- 1854 Okunma
- 1 Yorum
- 2 Beğeni
ARTVİN FIKRALARI-6
67-LUVER AÇULURSA…
Eskiden Artvin köylerinde ilkbahar gelince nahıra, danaya, öküze ve koyun sürüsüne ortak çobanlar tutulur, yaz boyunca hayvanların bakımı sağlanırdı. O yıllarda Şavşat’ın bir köyünde koyun sürüsüne Zeko Emi isimli yaşlı birisi çoban olarak tutulur. Koyunları otlakta otlatırken öğlene doğru hava iyice ısınır, sıcak havada bunalan koyunlar aşağıda bulunan “Kapılı Yatak” adlı sinekliğe(1) doğru kaçmaya başlarlar, bu arada birbirlerini de ezerler. Yavaş ve kontrollü bir şekilde gitmeleri için yaşlı adam önlerine geçip durdurmaya çalışsa da başaramaz, hayvanlar üzerinden geçer ve ağır yaralanır. Yaylaya haber ulaşınca eşi Altun Nene, diğer şaşörtleri(2) de yanına alarak olay yerine gider, yerde yatmakta olan kazazedeye yaklaşırken yanındakilere dönerek:
-Fazla getmiyah, belundaki luver(3) açulursa, hepumuz kırıluruh, der. Sonra yanındaki torunun kulağına eğilerek:
-Mukiyat ol, bişe degişturmiyalar.
1-Sineklik: Hayvanların birlikte dinlendiği, serinlendiği bir alan.

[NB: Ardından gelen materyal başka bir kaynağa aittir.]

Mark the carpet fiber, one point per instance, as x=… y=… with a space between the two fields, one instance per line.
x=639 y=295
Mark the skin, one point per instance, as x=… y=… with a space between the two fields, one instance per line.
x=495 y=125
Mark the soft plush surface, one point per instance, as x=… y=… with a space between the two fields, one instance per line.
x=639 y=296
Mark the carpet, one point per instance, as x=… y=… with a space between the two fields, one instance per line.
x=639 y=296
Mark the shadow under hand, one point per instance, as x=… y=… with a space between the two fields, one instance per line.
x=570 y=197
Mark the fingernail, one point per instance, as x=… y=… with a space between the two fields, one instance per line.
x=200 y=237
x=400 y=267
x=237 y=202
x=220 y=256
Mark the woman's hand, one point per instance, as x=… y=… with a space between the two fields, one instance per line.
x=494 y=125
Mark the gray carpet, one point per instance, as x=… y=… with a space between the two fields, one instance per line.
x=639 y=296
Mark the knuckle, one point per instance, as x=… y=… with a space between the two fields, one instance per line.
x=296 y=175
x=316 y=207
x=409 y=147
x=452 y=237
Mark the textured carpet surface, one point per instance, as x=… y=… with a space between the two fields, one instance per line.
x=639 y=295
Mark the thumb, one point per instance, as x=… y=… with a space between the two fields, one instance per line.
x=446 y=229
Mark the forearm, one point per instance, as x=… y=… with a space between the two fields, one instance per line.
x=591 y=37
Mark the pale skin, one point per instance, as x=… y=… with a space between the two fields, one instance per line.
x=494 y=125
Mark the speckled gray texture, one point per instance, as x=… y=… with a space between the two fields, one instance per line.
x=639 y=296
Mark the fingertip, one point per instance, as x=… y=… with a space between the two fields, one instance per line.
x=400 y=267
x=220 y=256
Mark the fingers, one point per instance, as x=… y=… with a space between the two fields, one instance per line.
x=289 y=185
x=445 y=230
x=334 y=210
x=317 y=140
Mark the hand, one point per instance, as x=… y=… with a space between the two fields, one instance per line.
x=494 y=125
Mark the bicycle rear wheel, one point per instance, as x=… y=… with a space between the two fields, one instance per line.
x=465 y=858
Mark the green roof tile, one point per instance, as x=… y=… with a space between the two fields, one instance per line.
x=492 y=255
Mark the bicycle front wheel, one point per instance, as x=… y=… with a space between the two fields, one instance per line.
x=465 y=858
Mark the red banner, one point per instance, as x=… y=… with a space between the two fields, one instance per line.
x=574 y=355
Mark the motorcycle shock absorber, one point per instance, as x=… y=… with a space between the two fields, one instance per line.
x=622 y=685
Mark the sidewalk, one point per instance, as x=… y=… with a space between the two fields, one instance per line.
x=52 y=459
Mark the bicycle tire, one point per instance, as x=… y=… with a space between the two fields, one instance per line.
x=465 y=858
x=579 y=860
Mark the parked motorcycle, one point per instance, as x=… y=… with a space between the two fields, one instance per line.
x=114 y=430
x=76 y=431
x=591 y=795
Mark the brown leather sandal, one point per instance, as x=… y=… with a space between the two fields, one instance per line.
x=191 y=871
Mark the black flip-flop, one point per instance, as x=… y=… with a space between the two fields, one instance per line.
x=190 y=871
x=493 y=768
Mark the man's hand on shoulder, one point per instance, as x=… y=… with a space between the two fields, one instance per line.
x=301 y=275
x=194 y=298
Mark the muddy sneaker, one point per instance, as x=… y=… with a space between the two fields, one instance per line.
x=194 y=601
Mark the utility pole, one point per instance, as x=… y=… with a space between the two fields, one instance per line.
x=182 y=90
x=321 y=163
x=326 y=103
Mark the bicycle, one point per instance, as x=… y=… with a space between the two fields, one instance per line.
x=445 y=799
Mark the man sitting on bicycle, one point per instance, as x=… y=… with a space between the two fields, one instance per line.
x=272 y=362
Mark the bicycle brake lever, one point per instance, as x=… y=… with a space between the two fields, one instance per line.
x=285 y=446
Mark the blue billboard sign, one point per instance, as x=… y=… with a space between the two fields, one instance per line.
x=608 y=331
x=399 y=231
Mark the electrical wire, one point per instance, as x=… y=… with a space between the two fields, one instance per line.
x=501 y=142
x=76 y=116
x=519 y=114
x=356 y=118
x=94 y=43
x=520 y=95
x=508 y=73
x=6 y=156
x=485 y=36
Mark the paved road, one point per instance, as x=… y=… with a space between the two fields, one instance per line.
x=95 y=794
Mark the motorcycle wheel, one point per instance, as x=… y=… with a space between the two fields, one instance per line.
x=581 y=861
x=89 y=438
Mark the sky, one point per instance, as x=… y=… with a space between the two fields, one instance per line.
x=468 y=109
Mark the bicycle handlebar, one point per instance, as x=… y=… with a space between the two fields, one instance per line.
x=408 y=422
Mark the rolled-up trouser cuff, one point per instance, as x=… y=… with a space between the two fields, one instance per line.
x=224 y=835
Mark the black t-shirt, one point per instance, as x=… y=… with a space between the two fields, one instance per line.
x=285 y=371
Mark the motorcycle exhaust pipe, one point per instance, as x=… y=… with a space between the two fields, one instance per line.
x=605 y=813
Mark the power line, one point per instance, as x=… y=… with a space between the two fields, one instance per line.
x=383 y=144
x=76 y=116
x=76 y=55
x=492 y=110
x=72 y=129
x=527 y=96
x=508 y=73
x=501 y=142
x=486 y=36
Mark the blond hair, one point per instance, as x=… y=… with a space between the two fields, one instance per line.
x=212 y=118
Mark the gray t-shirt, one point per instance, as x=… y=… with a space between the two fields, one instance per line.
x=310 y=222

2-Şaşört: Yaylada işleri yapan hanım
3-Luver: Tabanca, rövelver
68-KULHUVELLAH VARKEN
Şavşat’ın Göreşet Köyü’nde bir yaz akşamı camide teravih namazı kılınmakta, ancak imam çok yavaş hareket etmekte, zamanı uzatmaktadır. İmam Fatiha süresinden sonra Kuran-i Kerim’den Kattume-Kuttume ayetini okumaya başlar, ancak daha yarı olmadan şaşırır, ayeti karıştırır. Titiz ve tartarlığı(1) ile bilinen Ferhat Dede cemaat arasından bağırır:
-Ya!.. Nedacan(2) Kattume-Kuttume’yi, bal gibi Kulhuvellah varken,oni ohusana!..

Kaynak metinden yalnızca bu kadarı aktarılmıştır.